Real change begins inside.
Zen as a Way of Seeing
When people hear “Zen,” they sometimes imagine monks in robes, incense swirling, hours of silent meditation. But I’ve learned that Zen isn’t about what you do, it’s about how you see.
Zen is folding laundry without resenting it.
Zen is drinking tea and actually tasting it.
Zen is letting go of the guilt when dinner is leftovers.
Zen is breathing deeply in the middle of a crowded train.
In other words, Zen isn’t a place you go—it’s a way of showing up to your own life. And once I realized this, I no longer felt like the city was my enemy. Instead, the city became my teacher. Its noise reminded me to seek silence. Its speed reminded me to slow down. Its chaos reminded me to look inward.
The Unexpected Freedom of “Enough”
Perhaps the most powerful lesson I’ve learned is the idea of “enough.”
- My cooking doesn’t need to be extraordinary. It just needs to feed and comfort my family. That’s enough.
- My house doesn’t need to look like a magazine spread. It just needs to be a safe place where laughter happens. That’s enough.
- My English doesn’t need to be flawless. It just needs to carry my meaning to another human being. That’s enough.
When I embraced “enough,” I finally felt free. The weight of perfection, comparison, and guilt began to dissolve. And in that freedom, serenity naturally appeared.
An Invitation to You
So if you, too, are living in a concrete jungle—whether it’s Tokyo, New York, London, or anywhere else—I want to leave you with this invitation:
Don’t wait for the noise to stop. It won’t.
Don’t wait for life to slow down. It rarely does.

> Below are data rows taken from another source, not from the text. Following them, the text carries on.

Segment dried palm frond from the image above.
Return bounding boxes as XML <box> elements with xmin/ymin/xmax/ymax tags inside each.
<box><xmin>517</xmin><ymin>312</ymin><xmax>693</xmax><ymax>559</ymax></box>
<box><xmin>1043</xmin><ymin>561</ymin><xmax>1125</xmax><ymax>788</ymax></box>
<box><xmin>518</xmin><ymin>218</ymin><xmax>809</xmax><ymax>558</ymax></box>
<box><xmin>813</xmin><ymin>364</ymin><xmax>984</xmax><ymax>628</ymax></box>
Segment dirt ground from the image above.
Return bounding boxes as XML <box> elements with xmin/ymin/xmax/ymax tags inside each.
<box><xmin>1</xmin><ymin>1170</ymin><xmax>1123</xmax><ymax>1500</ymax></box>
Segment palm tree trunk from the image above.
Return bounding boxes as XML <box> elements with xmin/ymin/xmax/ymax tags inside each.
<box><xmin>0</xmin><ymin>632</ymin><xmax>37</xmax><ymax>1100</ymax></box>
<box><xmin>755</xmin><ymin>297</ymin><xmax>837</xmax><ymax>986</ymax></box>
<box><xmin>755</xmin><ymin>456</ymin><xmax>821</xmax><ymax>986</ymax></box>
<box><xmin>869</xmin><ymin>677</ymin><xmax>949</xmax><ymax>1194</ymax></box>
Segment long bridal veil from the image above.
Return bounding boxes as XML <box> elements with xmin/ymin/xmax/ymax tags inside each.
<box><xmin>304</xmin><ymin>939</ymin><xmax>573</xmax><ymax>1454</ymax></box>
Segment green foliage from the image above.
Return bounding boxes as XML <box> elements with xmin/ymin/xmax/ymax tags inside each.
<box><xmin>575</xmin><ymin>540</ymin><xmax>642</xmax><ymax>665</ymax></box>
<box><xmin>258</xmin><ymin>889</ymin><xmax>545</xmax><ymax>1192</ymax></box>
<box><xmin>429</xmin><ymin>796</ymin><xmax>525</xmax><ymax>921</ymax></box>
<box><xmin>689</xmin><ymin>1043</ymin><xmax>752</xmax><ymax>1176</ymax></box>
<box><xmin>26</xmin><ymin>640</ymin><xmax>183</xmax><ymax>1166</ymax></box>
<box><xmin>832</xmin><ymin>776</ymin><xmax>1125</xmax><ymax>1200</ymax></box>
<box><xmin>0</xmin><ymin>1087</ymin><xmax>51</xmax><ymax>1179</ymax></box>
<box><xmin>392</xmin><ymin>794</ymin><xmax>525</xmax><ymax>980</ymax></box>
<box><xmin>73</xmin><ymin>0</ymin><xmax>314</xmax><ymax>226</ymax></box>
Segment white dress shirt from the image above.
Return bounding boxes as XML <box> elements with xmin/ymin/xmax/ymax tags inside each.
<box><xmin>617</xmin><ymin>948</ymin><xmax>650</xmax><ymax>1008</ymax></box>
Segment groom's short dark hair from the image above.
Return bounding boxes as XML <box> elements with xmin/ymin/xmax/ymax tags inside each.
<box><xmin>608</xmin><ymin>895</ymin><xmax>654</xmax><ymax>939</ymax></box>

Instead, look for the small spaces in between.
A breath.
A pause.
A simple act done with awareness.
Those small spaces are not meaningless. They are seeds. And when you nurture them, they grow into something much larger: a way of living with calm even when the world isn’t calm.
Carrying Serenity Forward
These days, I don’t pretend to be perfectly balanced. I still get stressed. I still compare myself. I still get caught in the endless scroll of news and social media. But now, I have tools. I have rituals. I have ways of remembering that peace is possible in every moment.
And most importantly, I’ve learned that serenity is not something fragile that can be broken by noise or chaos. It’s something resilient, something I carry inside me.
The city may be loud, but I don’t have to be.
That, to me, is the quiet gift of Zen in the concrete jungle.